Les quatre militants du MAK arrêtés à Alger libérés grâce à la mobilisation de la Kabylie

01/05/2011 - 22:33

ALGER (SIWEL) — Les quatre militants du MAK arrêtés par la police à Alger ont été libérés, après plusieurs heures passées au niveau du commissariat de Cavignac, à Alger-centre.


Dr. Tayev a animé un meeting pour exiger la libération des militants à Tizi-Ouzou. ph. Siwel
Dr. Tayev a animé un meeting pour exiger la libération des militants à Tizi-Ouzou. ph. Siwel
Il s'agit de Mazigh, Farid, Massi et Hsen, tous militants du Mouvement pour l'autonomie de la Kabylie (MAK), qui voulaient assister au match du club kabyle, la JS Kabylie qui discute la finale de la Coupe d'Algérie contre l'équipe algéroise USM El-Harrach.

Ils ont été arrêtés alors qu'ils tentaient d'introduire au stade du 5 juillet une banderole revendiquant l'autonomie de la Kabylie et un poster du président du Gouvernement provisoire kabyle (GPK).

Selon les quatre détenus, les policiers, dont des officiers du DRS ont procédé d’abord à des vérifications d’identité afin d’établir des fiches de renseignements, ensuite à des interrogatoires individuels.

Selon toujours le récit des militants du MAK, les agents qui ont assuré les interrogatoires demandaient aux détenus « la finalité de l’utilisation du poster de M. Mehenni ».

« On m’a demandé si j’ai pris le poster parce que M. Ferhat Mehenni est artiste ou responsable politique ? ».
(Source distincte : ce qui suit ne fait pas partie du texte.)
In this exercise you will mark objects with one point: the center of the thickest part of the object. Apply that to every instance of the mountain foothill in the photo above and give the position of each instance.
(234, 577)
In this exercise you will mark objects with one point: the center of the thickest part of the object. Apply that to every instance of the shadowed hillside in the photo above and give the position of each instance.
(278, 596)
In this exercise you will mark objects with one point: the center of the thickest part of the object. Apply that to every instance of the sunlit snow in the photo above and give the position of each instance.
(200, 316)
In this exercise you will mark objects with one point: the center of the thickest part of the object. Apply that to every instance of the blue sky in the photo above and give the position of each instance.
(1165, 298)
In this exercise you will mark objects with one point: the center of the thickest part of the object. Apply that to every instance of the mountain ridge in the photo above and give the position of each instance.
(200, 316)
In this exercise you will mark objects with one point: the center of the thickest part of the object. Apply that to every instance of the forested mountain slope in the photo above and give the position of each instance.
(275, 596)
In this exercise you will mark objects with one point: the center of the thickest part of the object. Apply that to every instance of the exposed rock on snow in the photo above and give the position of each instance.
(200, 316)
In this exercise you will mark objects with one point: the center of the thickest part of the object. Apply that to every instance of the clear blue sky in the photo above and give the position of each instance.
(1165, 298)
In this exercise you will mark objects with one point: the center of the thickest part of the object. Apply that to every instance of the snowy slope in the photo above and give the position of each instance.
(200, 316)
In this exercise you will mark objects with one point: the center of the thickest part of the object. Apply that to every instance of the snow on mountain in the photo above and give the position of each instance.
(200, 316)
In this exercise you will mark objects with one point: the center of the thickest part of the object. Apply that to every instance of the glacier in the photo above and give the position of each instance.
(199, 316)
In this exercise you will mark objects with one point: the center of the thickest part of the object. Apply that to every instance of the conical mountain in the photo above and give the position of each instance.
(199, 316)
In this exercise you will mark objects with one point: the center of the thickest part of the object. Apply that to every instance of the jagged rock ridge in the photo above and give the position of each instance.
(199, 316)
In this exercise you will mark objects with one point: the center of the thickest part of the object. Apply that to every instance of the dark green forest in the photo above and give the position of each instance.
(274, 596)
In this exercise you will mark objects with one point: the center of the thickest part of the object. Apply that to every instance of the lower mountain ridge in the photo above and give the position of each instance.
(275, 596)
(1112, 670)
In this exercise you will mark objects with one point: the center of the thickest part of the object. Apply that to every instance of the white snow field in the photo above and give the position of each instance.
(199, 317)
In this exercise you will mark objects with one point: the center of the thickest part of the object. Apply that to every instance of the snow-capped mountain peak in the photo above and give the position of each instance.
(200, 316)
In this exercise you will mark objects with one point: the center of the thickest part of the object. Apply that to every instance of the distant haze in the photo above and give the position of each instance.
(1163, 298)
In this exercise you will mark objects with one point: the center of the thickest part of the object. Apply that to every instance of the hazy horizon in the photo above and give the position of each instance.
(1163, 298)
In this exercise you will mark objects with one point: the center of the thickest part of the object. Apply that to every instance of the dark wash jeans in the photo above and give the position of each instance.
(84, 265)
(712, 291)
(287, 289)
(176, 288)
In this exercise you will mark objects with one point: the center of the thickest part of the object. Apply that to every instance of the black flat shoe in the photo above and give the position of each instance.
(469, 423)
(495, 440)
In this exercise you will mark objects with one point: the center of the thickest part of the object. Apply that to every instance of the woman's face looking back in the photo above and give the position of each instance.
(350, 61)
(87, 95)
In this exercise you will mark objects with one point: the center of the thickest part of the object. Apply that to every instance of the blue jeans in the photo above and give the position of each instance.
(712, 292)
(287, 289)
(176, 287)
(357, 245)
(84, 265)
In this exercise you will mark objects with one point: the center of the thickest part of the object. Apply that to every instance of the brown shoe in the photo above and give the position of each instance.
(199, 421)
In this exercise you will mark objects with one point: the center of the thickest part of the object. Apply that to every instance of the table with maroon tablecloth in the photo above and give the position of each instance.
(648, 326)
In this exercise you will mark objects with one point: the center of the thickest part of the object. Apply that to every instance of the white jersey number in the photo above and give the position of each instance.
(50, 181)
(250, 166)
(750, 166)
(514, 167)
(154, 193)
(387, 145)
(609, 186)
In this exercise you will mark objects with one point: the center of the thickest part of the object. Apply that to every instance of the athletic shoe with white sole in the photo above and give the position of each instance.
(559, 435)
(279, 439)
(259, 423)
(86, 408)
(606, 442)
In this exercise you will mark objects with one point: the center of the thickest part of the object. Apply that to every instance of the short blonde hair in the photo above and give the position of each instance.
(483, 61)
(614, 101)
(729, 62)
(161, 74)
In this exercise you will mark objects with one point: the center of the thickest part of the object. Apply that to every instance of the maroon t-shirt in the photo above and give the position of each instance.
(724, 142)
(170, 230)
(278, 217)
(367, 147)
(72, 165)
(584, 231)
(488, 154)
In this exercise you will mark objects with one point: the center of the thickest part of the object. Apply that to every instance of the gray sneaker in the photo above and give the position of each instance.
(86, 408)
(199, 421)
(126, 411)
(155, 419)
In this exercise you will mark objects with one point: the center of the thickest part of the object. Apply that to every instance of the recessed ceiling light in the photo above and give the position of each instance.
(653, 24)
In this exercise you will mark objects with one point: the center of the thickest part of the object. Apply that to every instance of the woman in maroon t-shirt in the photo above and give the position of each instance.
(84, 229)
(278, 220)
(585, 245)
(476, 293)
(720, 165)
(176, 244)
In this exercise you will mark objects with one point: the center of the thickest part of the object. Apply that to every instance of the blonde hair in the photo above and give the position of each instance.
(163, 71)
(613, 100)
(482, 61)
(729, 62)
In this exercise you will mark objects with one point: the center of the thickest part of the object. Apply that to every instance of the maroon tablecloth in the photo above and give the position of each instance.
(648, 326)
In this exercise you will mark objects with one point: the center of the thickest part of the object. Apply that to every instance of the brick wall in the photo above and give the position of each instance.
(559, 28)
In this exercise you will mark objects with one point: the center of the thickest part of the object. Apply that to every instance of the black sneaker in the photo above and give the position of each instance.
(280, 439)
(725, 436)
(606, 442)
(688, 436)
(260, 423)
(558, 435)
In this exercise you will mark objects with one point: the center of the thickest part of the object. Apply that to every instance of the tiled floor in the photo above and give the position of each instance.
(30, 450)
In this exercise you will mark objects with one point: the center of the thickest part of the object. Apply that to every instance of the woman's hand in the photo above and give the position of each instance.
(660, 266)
Cette question a été posée à Hsen, un des militants arrêtés. Hsen a souligné que « les policiers ont été étonnés par ma réponse lorsque je leur disais que le GPK et son gouvernement sont en exil, d’ailleurs, ils ne vous dérangent pas ! ».

Pour Massinissa, la même question a été posée, et selon son récit, le jeune militant a refusé de leur répondre en langue arabe, comme souhaité par les policiers, qui lui intimaient l’ordre de répondre en langue officielle qui est l’arabe. Massinissa répondit en kabyle, et il a exigé « la présence d’un traducteur pour comprendre les questions des policiers ».

Les policiers, dans leur entreprise de recherche d’indices politiques «demandaient aux jeunes militants le lien entre les agissements du MAK et du GPK en Kabylie et les révoltes libyenne et tunisienne.

Il faut souligner que ces jeunes militants n’avaient pas caché leur appartenance politique au MAK.
Il faut ajouter aussi qu’un photographe a été arrêté aussi avec les jeunes militants, qui, de leur avis, ont été suivis par des policiers dès le premier barrage de police qu’ils ont franchi à Alger.

Au moment où les quatre militants du MAK subissaient l’interrogatoire à Alger, le président du MAK par intérim, le Dr. Tayev Mohand Laarvi et Hocine Redjala ont animé un meeting populaire à Tizi-Ouzou afin de mobiliser la Kabylie pour la libération des autres militants.

Dans son allocution, le Dr. Tayev a donné un ultimatum aux policiers afin de libérer les détenus sinon, « la Kabylie saura les venger dans les plus bref délais ».

A Alger, un des officiers de la police a indiqué aux jeunes militants que « la Kabylie est d’ores et déjà mobilisée pour vous libérer ».